Салерно. Пока лодки шли вперёд, сгрудившиеся американские солдаты указывали друг другу на зубчатый силуэт острова Капри к северу от них, в устье Неаполитанской гавани, откуда многие из их предков отплыли в Соединенные Штаты. Они могли видеть мягко покачивающиеся огоньки рыбацких лодок под террасами скал Амальфитанского побережья. Они знали, что всего несколькими днями ранее Монтгомери без сопротивления высадился на носок итальянского сапога. К их самодовольству добавилось то, что с первыми лучами солнца по радио прозвучал голос Эйзенхауэра, объявившего о предварительном перемирии в Италии.
Если десантные войска ожидали, что на пляжах Салерно их ждет туристическая идиллия, то вскоре их постигло разочарование. Игнорируя все уроки, которые преподносила война на Тихом океане о десантных атаках, Кларк, тщеславный профессиональный солдат в третьем поколении и один из немногих американских старших офицеров, побывавших в боях Первой мировой войны, решил отказаться от предварительной бомбардировки в надежде достичь тактической внезапности.
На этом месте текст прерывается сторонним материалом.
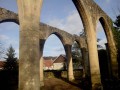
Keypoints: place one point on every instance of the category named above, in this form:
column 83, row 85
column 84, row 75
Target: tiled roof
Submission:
column 2, row 64
column 60, row 59
column 48, row 63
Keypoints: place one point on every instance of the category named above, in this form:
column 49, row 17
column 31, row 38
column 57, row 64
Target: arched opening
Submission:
column 54, row 57
column 77, row 60
column 103, row 50
column 63, row 15
column 9, row 36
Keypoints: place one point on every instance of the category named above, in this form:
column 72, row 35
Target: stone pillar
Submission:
column 90, row 31
column 69, row 62
column 29, row 16
column 86, row 64
column 108, row 60
column 41, row 73
column 42, row 41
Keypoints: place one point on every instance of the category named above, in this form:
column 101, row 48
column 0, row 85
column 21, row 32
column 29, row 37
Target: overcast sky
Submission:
column 58, row 13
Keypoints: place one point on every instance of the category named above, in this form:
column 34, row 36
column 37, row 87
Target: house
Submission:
column 55, row 63
column 48, row 64
column 2, row 64
column 60, row 63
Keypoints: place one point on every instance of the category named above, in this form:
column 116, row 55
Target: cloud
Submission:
column 71, row 24
column 102, row 42
column 107, row 1
column 4, row 37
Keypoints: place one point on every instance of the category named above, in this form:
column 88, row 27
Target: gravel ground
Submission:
column 58, row 84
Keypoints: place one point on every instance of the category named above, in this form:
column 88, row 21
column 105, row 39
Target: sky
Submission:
column 58, row 13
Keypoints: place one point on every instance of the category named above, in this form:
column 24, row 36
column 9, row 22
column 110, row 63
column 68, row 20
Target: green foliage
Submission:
column 2, row 50
column 116, row 31
column 11, row 60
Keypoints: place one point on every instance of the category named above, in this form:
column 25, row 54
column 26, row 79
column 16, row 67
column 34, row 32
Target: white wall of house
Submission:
column 58, row 66
column 48, row 68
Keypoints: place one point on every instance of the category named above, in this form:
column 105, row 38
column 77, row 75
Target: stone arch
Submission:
column 61, row 38
column 107, row 27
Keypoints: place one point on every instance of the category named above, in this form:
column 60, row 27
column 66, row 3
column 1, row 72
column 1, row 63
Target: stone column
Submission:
column 42, row 41
column 69, row 62
column 108, row 60
column 91, row 41
column 86, row 64
column 29, row 16
column 41, row 73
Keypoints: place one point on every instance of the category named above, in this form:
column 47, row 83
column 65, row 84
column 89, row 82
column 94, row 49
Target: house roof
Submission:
column 48, row 63
column 60, row 59
column 2, row 64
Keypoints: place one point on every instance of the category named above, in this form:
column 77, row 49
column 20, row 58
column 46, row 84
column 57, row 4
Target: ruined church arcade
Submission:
column 33, row 35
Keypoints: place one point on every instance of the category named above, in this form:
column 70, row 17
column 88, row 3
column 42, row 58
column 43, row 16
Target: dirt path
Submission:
column 58, row 84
Но сюрприз достался именно Кларку. На берегу его ждали те же самые немцы, которые недавно ускользнули от Паттона и Монтгомери на Сицилии. Они контратаковали с такой силой, что Кларк приготовился эвакуировать плацдарм и признать поражение 12 сентября. Его спасла только агрессивная огневая поддержка с близкого расстояния, которую оказывали на берег корабли, проходящие килем в нескольких сантиметрах от песка.